Characteristics of defendant.
The court acknowledges that defendant's life thus far has been difficult. This is made clear in the PSR, attached as Ex. E, and the letters received by the court. Sadly, however, defendant's past is similar in many respects to that of hundreds of defendants this court has sentenced. It may explain, to some extent, defendant's dedication to his criminal lifestyle, but it does not excuse it.
In his sentencing memorandum, defendant argues that his criminal history is overstated, but is not formally objectionable. He correctly notes that prior to the state felony convictions which relate to the federal charges (PSR ¶¶ 146-148), all of his prior convictions were misdemeanors and many were traffic offenses. He suggests that a "practical criminal history score would be somewhere between 11 and 15 points." (It should be noted that defendant was not assessed criminal history points for the state convictions for which he's now serving sentences.) Even if the court were inclined to accept this argument, which it isn't, defendant still would be in criminal history category V-plus, which is especially serious for a defendant who is 23 years old. But point-counting is not what's important. Rather it's that defendant's criminal history essentially is continuous.
Seriousness of the offenses, promote respect for the law and provide just punishment. The court's previous comments pretty much cover the first factor. It is painfully apparent that defendant has no respect for the law. The court has heard, but strongly discounts, defendant's promises that he has learned his lesson and will lead a productive life upon release from prison. It isn't just that the court has heard this promise many, many times before. After all, it would be a rare defendant indeed who would come before the court at sentencing and say that he intends to resume his criminal behavior as soon as he is released from prison! Rather, it is that defendant's statements must be viewed in light of his past conduct, including his many involvements with the state and municipal judicial systems. It is not lost on the court that defendant received suspended sentences in virtually all of his state and municipal cases. It seems pertinent that defendant acknowledges that he has learned ". . . a lot since . . ." being incarcerated. The court has become convinced that Kansas's system of serial suspended sentences is not working as presumably intended to deter defendants from committing additional crimes. Certainly the many suspended sentences did not deter this defendant.
Adequate deterrence and protection of the public. The court assumes that these factors are directed at this defendant. It has not been this court's experience that any punishment meted out in this or any other case will deter third parties from criminal conduct.
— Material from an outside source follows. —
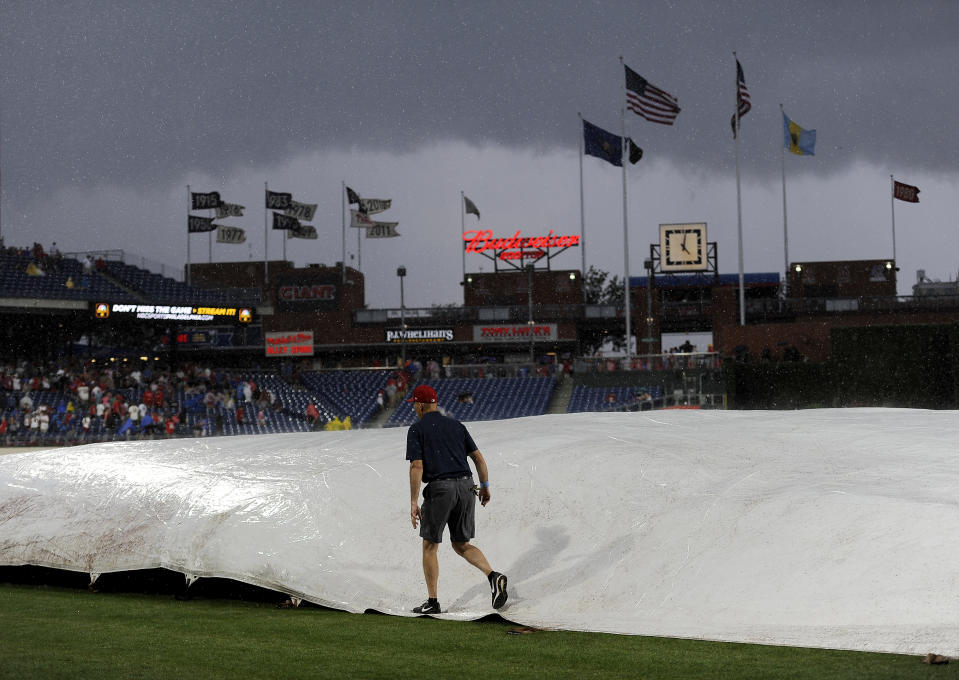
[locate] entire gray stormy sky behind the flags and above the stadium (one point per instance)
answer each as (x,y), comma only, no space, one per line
(109,110)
If that was the case, this defendant would have been deterred by what happened to his father. Rather, the court must consider deterrence and protection as they apply to this defendant. Of course it is hard to predict the future, particularly when it involves human behavior, but the court is persuaded by the facts, including defendant's conduct while in pretrial custody, that a lengthy sentence is absolutely necessary to deter defendant from criminal conduct and to protect the public, at least in non-penal settings. To be perfectly frank, the court is concerned that defendant's demonstrated inability to control his emotions presents serious risk of escalating criminal behavior involving violence.
Need for education, training and care.
It is obvious that defendant needs some form of care and treatment regarding his demonstrated inability to control his behavior. Whether he will benefit from such treatment is another matter about which the court is unable to predict.
Sentences available.
Defendant's principal argument is that the court should run his federal sentences concurrent with his state sentences. His point seems to be that he's already being punished for his burglaries and that if his federal sentences are enhanced by any consideration of his state convictions, he will be doubly punished. His proposed solution is that his federal sentences run concurrent with his state sentences.
The court rejects this suggestion for several reasons. First, it is contrary to 18 U.S.C. § 3661. The court is not required to ignore defendant's criminal conduct which is part and parcel of his federal crimes. Second, defendant is being sentenced for federal crimes. He is not being sentenced for federal burglary, as it were. No double punishment is involved. Third, while defendant argues that he is serving state sentences totalling somewhere around nine years, there is no assurance he will serve a total sentence of any particular length under the Kansas system. But the bottom line, as far as this court is concerned, is that concurrent federal and state sentences will not be sufficient under all the circumstances previously outlined.
Unwarranted sentence disparity. The court sentenced the co-defendant to a term of 60 months, an upward variance from the guideline sentence of 27-33 months. However, the record in the co-defendant's case demonstrates significant differences which support the sentence disparity.
Restitution. Defendant will be ordered to make restitution but the practical reality is that he will never pay it.
Accordingly, the court has determined that a sentence of 180 months on counts 6 and 8, to run concurrently and consecutive to his state sentences will be sufficient, but not greater than necessary, to accomplish the goals of sentencing. The additional sentencing factors will appear in the sentencing transcript.
IT IS SO ORDERED.
Dated this 24th day of October 2012, at Wichita, Kansas.